Contents

1 Introduction

Single-cell RNA sequencing (scRNA-seq) is a powerful and promising class of high-throughput assays that enable researchers to measure genome-wide transcription levels at the resolution of single cells. To properly account for features specific to scRNA-seq, such as zero inflation and high levels of technical noise, several novel statistical methods have been developed to tackle questions that include normalization, dimensionality reduction, clustering, the inference of cell lineages and pseudotimes, and the identification of differentially expressed (DE) genes. While each individual method is useful on its own for addressing a specific question, there is an increasing need for workflows that integrate these tools to yield a seamless scRNA-seq data analysis pipeline. This is all the more true, with novel sequencing technologies that allow an increasing number of cells to be sequenced in each run. For example, the Chromium Single Cell 3’ Solution was recently used to sequence and profile about 1.3 million cells from embryonic mouse brains.

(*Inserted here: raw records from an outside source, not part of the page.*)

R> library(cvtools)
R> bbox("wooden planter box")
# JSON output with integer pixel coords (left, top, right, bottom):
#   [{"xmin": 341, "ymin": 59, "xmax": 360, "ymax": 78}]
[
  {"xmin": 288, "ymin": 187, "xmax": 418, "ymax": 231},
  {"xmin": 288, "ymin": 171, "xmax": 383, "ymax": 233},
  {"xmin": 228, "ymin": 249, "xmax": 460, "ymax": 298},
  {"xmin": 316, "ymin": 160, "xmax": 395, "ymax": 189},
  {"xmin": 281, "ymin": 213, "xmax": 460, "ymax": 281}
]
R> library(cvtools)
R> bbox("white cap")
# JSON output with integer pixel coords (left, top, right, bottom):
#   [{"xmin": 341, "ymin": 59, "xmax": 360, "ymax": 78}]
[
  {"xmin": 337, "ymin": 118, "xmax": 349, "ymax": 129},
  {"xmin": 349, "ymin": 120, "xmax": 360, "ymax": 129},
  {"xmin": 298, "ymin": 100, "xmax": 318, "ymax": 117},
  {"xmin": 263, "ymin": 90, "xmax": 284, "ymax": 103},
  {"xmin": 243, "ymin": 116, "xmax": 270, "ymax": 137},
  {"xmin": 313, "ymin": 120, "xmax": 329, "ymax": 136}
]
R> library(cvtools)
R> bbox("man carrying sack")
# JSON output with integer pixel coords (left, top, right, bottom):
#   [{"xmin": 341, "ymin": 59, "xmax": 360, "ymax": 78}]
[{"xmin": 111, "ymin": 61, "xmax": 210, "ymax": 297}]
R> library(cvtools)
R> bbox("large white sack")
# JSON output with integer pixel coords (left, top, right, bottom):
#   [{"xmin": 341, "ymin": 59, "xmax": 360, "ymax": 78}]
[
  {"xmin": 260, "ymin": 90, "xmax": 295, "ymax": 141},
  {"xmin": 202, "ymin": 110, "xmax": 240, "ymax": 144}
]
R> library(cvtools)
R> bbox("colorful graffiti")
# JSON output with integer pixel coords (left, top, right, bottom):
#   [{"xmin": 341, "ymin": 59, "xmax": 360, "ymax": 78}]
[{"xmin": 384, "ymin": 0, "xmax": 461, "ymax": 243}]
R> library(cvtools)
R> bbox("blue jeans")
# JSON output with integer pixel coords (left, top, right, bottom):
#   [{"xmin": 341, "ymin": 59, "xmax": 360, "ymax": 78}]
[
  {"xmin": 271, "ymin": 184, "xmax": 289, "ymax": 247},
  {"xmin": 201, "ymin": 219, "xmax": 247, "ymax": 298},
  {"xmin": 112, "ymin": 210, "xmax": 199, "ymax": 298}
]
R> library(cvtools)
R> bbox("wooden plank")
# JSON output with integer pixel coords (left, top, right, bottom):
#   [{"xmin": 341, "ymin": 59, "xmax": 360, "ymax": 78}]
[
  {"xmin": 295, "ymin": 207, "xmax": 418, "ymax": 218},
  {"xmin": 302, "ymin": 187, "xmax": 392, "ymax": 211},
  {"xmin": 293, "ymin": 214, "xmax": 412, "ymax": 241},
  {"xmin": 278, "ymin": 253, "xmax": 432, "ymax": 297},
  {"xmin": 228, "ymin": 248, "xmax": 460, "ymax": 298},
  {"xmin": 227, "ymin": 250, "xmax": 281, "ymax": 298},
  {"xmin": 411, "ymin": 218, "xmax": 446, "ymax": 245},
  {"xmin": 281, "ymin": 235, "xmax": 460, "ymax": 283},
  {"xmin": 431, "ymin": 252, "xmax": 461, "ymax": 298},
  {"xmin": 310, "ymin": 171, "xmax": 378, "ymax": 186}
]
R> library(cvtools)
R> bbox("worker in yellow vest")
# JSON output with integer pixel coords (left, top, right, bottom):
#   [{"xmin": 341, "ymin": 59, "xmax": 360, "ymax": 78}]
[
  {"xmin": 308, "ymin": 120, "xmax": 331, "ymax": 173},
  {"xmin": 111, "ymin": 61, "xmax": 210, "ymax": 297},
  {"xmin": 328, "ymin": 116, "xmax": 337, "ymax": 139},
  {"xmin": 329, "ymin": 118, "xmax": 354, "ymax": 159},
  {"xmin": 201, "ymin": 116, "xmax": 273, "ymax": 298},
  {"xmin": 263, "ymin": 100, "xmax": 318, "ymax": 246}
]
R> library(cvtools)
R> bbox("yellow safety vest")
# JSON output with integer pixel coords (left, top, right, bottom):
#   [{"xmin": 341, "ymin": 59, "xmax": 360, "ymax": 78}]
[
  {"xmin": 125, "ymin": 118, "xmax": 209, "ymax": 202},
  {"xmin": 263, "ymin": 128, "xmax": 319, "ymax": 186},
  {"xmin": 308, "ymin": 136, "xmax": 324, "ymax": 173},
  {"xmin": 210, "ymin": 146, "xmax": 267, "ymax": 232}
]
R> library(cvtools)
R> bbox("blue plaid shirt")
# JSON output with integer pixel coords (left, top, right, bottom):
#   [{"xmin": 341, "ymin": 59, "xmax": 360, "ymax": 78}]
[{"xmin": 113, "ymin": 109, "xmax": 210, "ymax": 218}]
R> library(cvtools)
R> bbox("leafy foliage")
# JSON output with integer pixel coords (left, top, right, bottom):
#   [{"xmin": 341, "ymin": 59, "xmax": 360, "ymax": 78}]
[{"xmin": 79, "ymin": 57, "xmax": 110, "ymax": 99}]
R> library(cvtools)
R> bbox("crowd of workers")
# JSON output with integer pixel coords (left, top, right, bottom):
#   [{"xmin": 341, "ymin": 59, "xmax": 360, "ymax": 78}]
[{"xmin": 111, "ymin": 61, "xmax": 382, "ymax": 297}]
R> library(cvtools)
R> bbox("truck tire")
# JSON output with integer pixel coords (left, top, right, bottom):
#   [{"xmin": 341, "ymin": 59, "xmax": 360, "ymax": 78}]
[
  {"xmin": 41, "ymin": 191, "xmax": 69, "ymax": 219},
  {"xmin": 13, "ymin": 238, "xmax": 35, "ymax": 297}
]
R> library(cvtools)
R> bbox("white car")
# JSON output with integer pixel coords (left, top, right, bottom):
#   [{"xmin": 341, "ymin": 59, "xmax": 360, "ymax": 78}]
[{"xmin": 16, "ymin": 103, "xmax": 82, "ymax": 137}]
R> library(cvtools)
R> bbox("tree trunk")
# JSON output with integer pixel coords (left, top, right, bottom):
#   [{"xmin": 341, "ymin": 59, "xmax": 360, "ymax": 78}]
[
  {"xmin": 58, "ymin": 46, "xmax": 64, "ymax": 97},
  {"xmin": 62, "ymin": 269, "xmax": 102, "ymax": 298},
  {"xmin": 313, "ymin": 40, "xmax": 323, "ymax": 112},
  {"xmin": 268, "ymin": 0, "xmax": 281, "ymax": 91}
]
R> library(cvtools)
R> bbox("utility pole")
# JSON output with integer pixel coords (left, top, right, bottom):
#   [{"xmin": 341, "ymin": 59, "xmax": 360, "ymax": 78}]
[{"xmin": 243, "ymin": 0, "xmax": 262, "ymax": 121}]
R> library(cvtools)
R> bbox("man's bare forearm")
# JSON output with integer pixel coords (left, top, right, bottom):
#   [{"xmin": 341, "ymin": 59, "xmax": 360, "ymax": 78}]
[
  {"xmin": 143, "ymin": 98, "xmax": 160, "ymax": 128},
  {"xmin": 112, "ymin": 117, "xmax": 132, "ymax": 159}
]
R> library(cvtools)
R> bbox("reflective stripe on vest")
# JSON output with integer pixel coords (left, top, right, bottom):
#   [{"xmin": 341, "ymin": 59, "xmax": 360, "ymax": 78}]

scRNA-seq low-level analysis workflows have already been developed, with useful methods for quality control (QC), exploratory data analysis (EDA), pre-processing, normalization, and visualization. The workflow described in (Lun, McCarthy, and Marioni 2016) and the package scater (D. McCarthy et al. 2017) are such examples based on open-source R software packages from the Bioconductor Project (Huber et al. 2015). In these workflows, single-cell expression data are organized in objects of the SCESet class allowing integrated analysis. However, these workflows are mostly used to prepare the data for further downstream analysis and do not focus on steps such as cell clustering and lineage inference.

Here, we propose an integrated workflow for dowstream analysis, with the following four main steps: (1) dimensionality reduction accounting for zero inflation and over-dispersion and adjusting for gene and cell-level covariates, using the zinbwave Bioconductor package; (2) robust and stable cell clustering using resampling-based sequential ensemble clustering, as implemented in the clusterExperiment Bioconductor package; (3) inference of cell lineages and ordering of the cells by developmental progression along lineages, using the slingshot R package; and (4) DE analysis along lineages. Throughout the workflow, we use a single SummarizedExperiment object to store the scRNA-seq data along with any gene or cell-level metadata available from the experiment.

Workflow for analyzing scRNA-seq datasets. On the right, main plots generated by the workflow.

Workflow for analyzing scRNA-seq datasets. On the right, main plots generated by the workflow.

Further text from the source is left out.